FLSA Status: What Is an Exempt Employee?

The Fair Labor Standards Act exists to protect workers and ensure that they are treated fairly. The FLSA contains general guidelines regarding:

  • Minimum wage
  • Child labor
  • Overtime pay

Workers who work under a specific status are entitled to the rights included in the FLSA. If an employer fails to provide adequate compensation and a safe work environment, employees may have grounds to file a lawsuit. However, if an employee is hired under a different status, they may not be entitled to these rights.

Exempt vs. Nonexempt

There are two primary employment statuses in the FLSA: exempt and nonexempt. The main difference is compensation. Exempt employees are paid with a salary instead of per hour worked. In other words, salaried employees make a set amount of money per year regardless of hours worked. In addition to being paid salary, exempt workers cannot receive and are not entitled to overtime pay.
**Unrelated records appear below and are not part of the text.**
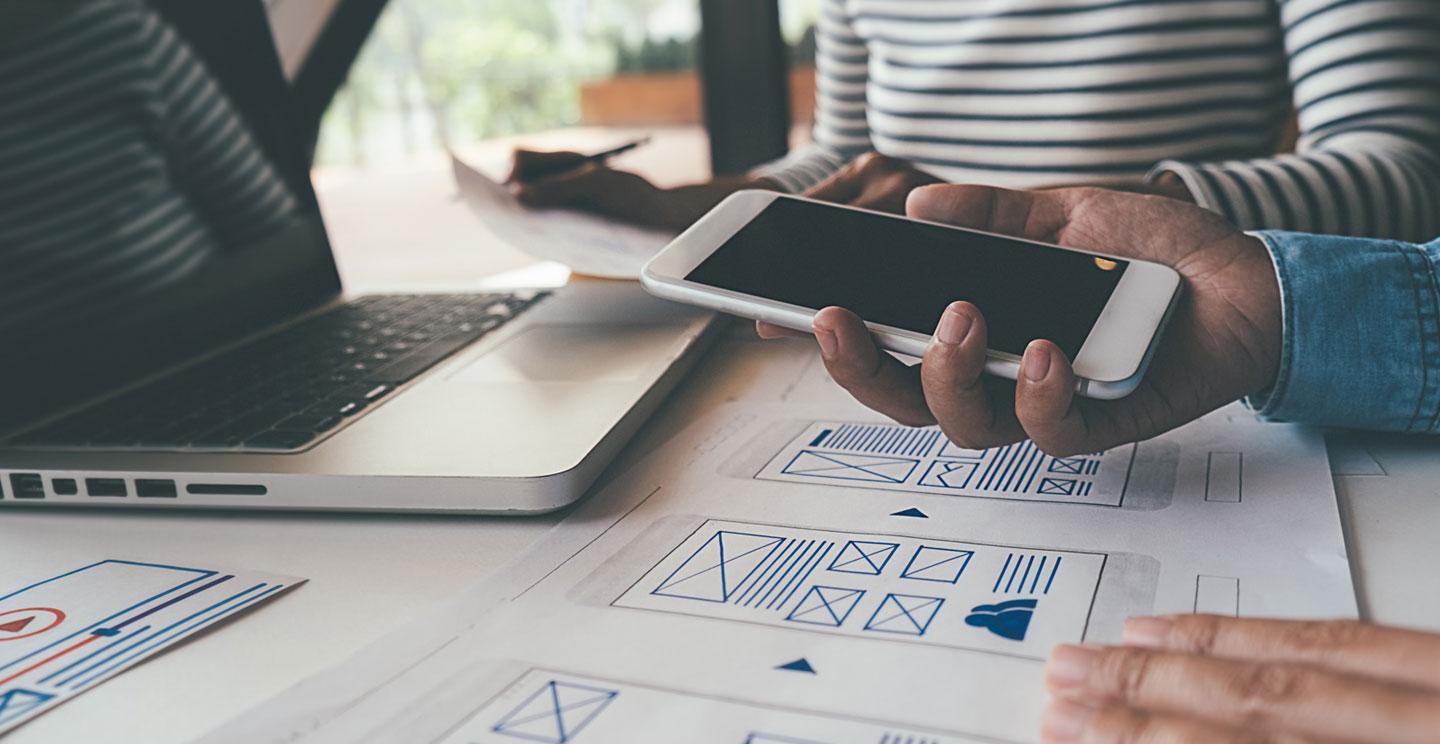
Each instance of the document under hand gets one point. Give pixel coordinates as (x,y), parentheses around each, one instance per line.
(814,574)
(586,243)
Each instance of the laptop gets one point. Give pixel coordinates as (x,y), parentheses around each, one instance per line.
(173,330)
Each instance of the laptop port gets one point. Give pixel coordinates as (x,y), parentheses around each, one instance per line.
(26,485)
(147,488)
(105,487)
(226,490)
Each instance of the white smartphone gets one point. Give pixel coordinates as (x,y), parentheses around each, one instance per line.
(781,258)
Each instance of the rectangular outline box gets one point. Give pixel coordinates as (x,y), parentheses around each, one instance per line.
(1224,482)
(1217,595)
(709,523)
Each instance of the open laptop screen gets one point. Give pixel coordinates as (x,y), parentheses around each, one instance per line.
(154,200)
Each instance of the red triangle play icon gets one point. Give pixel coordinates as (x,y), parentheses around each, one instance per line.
(15,626)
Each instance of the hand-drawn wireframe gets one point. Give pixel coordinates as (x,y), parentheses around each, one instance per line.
(19,702)
(907,615)
(879,439)
(562,708)
(77,629)
(825,605)
(556,713)
(1023,574)
(1007,619)
(930,563)
(920,459)
(847,466)
(902,589)
(863,557)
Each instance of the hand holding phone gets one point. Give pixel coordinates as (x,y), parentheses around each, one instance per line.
(1223,341)
(781,259)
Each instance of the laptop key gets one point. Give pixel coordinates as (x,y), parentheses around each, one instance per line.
(280,439)
(300,382)
(422,359)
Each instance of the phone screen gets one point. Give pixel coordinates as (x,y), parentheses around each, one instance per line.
(903,274)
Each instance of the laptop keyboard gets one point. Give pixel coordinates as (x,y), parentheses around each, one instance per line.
(291,387)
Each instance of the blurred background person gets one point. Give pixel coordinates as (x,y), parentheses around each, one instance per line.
(1184,100)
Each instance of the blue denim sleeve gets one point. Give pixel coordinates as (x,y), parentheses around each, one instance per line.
(1361,333)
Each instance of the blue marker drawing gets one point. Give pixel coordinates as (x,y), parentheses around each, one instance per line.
(930,563)
(719,569)
(949,474)
(19,702)
(848,466)
(1024,574)
(1007,619)
(864,557)
(907,615)
(798,665)
(1057,487)
(825,605)
(556,713)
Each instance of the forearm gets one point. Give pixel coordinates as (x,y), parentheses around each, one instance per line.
(1361,333)
(690,202)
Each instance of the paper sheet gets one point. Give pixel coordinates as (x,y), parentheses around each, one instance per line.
(709,596)
(586,243)
(65,632)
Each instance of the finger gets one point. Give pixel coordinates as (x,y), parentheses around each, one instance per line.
(1044,403)
(1267,697)
(1031,215)
(1067,721)
(1350,646)
(886,196)
(530,164)
(578,186)
(873,377)
(840,187)
(771,331)
(955,386)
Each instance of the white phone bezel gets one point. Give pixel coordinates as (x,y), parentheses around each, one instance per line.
(1109,364)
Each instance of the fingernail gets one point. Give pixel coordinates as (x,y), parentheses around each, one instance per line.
(1069,667)
(1146,632)
(1037,361)
(954,327)
(1064,721)
(827,341)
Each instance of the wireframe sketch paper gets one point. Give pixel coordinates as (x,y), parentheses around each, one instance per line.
(707,595)
(65,632)
(588,243)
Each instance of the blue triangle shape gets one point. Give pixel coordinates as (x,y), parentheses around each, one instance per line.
(798,665)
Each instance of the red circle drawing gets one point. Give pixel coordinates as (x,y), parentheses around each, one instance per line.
(18,628)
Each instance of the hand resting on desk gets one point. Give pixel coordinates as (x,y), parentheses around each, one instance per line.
(1200,678)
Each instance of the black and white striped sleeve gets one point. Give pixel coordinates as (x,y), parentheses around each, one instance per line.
(841,134)
(1365,84)
(212,153)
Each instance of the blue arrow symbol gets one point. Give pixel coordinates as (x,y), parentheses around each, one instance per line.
(798,665)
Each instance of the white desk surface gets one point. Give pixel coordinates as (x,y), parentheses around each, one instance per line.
(373,574)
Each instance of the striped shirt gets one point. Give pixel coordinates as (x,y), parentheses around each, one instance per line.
(1050,92)
(123,166)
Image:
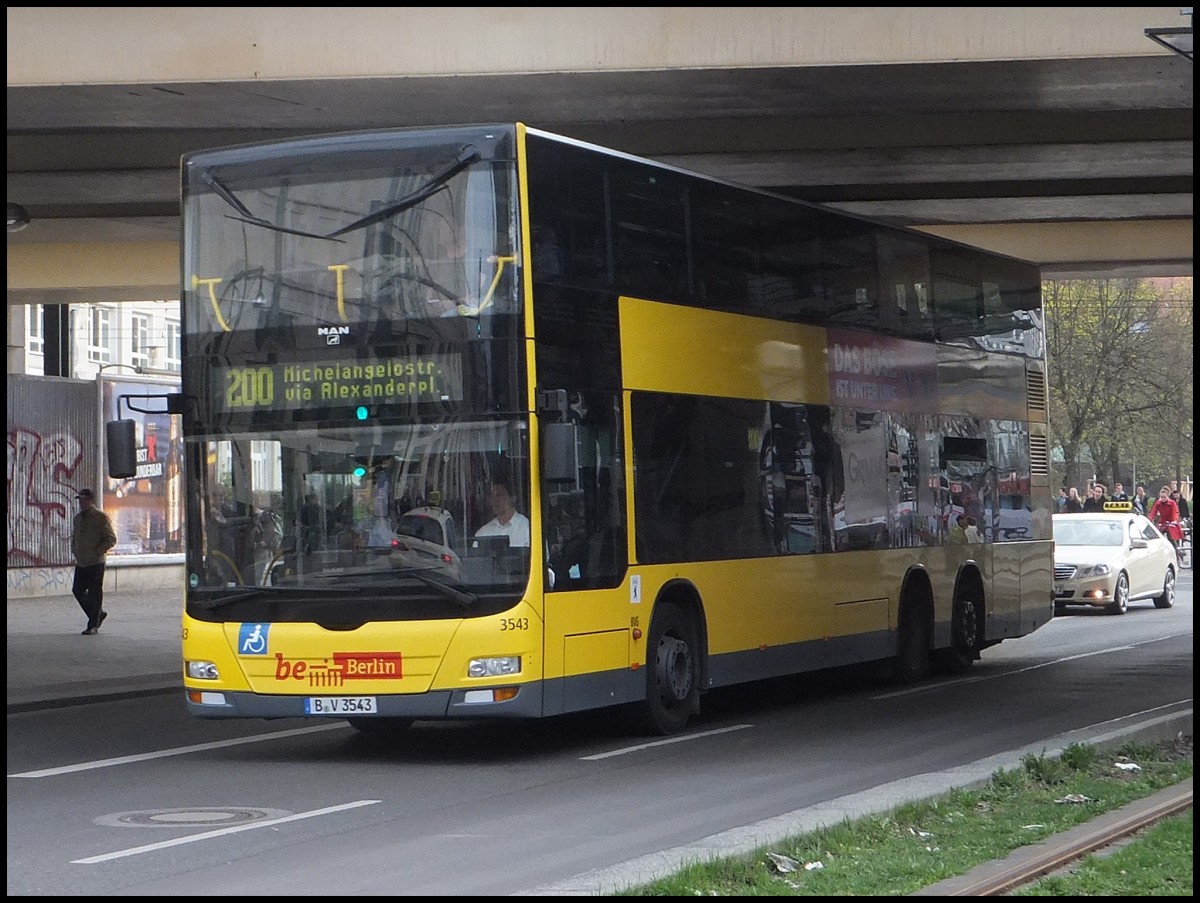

Nonexempt employees on the other hand, are entitled to overtime due to the fact that they are compensated hourly. These workers also have protection under the FLSA in terms of work conditions and minimum wage. Hourly employees must be paid according to minimum wage standards.

Legal Options

If you are an employee, you have rights guaranteed under federal law. When an employer fails to provide safe conditions, or willfully endangers you and your coworkers, there may be legal grounds to file a lawsuit.